Müslim: Amerikalılar bize hiçbir zaman söz vermedi. Birlikte savaşıyoruz. Kendi rollerini üstleniyorlar ve biz de kendimiz yapıyoruz. Fakat ABD, Şam ile ilişkilerimizi nasıl yürüttüğümüzden hiç söz etmedi. İstediğimiz gibi yapmakta özgürüz. Bu herkesçe bilinmelidir. ABD ile DAİŞ’e karşı işbirliği yaparsak, herkesin çıkarlarına hizmet eder. Ve DAİŞ’e karşı mücadele bitmedi.

Al-Monitor: Ancak ABD Suriye'de, diğer şeylerin yanında, İran etkisine karşı koymayı planladığını açıkladı.
Müslim: İran, etkisini çalıştırdığımız ya da Arap müttefiklerimiz tarafından yönetilen bölgelerde uygulayamaz. Ne İran ne de Hizbullah.
Al-Monitor: Suriye rejimi ile bir anlaşmaya varmanız mümkün mü?
Müslim: Bakış açılarını değiştirmezlerse, hayır.
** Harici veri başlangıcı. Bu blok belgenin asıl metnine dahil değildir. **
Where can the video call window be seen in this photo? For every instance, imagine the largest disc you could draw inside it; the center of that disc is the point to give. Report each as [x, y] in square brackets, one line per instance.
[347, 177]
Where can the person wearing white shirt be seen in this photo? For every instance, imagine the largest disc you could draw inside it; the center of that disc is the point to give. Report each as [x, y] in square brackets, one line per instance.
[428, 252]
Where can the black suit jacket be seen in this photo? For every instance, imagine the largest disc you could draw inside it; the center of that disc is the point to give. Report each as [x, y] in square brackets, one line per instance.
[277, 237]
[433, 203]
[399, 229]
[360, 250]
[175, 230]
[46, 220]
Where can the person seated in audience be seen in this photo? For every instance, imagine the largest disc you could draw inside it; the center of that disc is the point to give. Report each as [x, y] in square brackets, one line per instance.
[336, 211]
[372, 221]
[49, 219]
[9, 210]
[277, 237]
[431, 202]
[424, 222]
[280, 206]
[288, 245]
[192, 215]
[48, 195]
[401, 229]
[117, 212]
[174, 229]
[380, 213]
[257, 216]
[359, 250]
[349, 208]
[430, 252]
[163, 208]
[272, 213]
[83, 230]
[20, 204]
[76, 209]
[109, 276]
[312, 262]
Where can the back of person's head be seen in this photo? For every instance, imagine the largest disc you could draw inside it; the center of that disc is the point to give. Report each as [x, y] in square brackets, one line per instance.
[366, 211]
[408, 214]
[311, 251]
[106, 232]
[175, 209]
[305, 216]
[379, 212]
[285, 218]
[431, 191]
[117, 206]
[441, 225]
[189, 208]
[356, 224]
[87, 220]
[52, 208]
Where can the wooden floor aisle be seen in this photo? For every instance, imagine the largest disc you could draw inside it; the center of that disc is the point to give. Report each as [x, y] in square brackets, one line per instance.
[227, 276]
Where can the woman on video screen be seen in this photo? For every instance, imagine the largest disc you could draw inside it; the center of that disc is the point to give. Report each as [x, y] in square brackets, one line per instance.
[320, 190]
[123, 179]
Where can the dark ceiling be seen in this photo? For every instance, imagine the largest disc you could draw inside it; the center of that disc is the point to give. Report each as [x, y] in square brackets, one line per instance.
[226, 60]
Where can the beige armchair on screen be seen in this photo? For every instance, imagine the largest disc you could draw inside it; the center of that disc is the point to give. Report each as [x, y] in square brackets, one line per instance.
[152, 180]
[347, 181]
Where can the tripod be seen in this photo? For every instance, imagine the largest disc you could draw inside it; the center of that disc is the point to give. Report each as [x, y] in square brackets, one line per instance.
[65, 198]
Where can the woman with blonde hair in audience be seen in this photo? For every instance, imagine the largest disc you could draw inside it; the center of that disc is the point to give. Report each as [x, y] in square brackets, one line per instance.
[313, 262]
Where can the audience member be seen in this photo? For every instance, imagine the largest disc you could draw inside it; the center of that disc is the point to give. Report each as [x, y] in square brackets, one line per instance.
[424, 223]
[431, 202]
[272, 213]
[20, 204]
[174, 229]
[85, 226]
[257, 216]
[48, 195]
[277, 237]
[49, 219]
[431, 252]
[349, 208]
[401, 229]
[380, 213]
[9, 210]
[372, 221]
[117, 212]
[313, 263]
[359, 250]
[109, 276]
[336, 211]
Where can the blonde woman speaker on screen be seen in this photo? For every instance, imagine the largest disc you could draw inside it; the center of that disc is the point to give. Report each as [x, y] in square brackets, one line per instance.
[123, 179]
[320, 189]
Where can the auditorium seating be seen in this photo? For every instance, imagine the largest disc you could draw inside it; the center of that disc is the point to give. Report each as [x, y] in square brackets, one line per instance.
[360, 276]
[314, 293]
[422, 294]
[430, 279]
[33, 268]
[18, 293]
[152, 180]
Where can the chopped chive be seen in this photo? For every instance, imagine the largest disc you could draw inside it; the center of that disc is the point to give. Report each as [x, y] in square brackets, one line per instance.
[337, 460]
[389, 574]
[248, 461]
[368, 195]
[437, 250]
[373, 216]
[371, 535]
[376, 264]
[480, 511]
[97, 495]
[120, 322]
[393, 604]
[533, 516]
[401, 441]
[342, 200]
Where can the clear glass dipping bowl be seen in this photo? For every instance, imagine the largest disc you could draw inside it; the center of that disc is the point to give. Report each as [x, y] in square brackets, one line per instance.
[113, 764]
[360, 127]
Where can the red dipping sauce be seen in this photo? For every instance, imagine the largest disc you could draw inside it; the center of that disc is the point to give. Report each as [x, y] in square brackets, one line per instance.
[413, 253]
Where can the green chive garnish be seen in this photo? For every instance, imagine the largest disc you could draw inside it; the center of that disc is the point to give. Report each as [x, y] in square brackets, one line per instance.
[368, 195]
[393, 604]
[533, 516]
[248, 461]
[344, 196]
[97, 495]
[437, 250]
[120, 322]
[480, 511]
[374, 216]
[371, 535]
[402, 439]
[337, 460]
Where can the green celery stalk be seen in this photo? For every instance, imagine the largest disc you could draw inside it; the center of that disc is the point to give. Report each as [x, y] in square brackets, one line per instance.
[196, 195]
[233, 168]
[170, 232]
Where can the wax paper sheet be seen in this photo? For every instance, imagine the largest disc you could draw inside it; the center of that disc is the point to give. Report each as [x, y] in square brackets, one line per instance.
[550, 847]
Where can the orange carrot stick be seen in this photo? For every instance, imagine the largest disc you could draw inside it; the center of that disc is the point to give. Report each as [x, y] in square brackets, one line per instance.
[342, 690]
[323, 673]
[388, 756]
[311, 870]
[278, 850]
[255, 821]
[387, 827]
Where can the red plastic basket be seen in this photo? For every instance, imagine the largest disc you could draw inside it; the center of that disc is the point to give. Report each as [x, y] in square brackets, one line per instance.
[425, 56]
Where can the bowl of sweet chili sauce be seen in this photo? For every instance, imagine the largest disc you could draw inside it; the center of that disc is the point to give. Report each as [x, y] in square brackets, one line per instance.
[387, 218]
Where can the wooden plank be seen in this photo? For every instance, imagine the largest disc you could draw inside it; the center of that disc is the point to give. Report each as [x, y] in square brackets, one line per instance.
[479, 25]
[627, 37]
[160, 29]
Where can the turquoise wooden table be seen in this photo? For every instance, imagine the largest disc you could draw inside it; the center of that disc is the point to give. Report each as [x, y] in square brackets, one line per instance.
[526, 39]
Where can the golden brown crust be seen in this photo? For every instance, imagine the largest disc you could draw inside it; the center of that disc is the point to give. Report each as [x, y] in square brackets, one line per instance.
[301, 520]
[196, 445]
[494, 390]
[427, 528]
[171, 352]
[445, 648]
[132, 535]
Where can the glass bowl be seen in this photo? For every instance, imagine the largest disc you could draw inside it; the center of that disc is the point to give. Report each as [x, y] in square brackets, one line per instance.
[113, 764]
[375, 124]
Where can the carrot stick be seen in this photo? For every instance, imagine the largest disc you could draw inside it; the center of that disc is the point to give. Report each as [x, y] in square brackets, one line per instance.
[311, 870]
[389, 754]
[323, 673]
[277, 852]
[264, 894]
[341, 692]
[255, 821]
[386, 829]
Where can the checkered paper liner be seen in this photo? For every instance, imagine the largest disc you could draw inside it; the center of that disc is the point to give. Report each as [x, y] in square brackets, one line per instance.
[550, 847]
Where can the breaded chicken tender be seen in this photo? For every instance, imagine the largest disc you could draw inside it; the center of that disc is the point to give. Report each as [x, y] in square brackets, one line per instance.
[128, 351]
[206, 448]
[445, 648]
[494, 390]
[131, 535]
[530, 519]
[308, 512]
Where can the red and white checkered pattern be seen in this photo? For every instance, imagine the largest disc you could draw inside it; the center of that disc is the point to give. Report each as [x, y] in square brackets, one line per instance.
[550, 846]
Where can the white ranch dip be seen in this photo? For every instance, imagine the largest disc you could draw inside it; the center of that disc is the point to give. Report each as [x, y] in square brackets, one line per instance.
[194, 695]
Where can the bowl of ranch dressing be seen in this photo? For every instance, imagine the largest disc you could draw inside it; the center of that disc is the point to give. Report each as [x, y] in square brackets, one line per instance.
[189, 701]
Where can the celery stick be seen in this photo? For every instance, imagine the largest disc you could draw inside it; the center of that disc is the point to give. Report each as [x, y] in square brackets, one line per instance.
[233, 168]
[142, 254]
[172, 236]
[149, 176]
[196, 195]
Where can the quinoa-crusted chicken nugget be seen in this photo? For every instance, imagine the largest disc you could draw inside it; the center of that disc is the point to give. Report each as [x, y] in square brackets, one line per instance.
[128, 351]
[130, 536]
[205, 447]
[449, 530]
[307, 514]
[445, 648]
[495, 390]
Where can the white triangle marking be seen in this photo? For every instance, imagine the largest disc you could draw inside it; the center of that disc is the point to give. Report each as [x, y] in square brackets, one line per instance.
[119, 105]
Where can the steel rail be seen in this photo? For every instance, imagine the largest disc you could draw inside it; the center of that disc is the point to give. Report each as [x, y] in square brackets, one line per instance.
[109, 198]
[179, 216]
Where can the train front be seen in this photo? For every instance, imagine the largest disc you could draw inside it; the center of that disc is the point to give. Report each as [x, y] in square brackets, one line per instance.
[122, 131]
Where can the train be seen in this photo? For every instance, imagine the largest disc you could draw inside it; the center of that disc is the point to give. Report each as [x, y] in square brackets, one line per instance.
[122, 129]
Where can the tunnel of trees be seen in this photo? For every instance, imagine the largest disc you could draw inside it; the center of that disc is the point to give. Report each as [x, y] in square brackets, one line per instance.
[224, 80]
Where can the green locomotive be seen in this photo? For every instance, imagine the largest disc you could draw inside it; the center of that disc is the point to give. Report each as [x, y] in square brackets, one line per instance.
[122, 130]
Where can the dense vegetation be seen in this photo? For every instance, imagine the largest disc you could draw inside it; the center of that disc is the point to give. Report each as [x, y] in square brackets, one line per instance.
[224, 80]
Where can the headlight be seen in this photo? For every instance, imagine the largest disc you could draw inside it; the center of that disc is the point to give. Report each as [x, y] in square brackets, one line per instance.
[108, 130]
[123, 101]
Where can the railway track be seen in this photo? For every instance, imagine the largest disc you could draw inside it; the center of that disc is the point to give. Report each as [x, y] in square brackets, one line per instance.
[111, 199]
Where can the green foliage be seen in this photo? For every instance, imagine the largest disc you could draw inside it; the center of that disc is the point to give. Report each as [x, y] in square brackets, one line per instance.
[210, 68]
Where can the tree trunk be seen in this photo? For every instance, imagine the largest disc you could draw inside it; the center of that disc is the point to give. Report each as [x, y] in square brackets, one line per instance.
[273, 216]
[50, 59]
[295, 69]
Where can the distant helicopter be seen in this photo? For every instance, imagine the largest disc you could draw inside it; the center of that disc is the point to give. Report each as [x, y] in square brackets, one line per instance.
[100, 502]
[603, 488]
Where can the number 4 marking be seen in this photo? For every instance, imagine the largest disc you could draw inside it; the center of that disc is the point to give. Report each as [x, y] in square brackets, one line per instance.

Ancak demokratik bir değişim başlatmaya karar verirlerse, evet. Suriye'yi birleştirecek tek proje bizimdir. Ancak rejim diktatörlük yollarıyla devam ederse, kimse bunu kabul etmez. O zamanlar geçti.

Al-Monitor: Rejimin bunu anladığını düşünüyor musunuz?
Müslim: Muhtemelen evet. Türkiye ile İran ilişkilerimize karışmazsa bir anlaşmaya varılabileceğine inanıyorum. ABD’ye geri dönersek Türkiye'ye bize saldırmayı bırakmayı, kendi sınırları içinde kalmasını söyleyebilir. Tabii ki tekrar istemek zorunda kalacağımız sınırları ve ticareti yeniden açmayı unutun. Şimdilik tek istediğimiz, Türkiye'nin bizi rahat bırakması.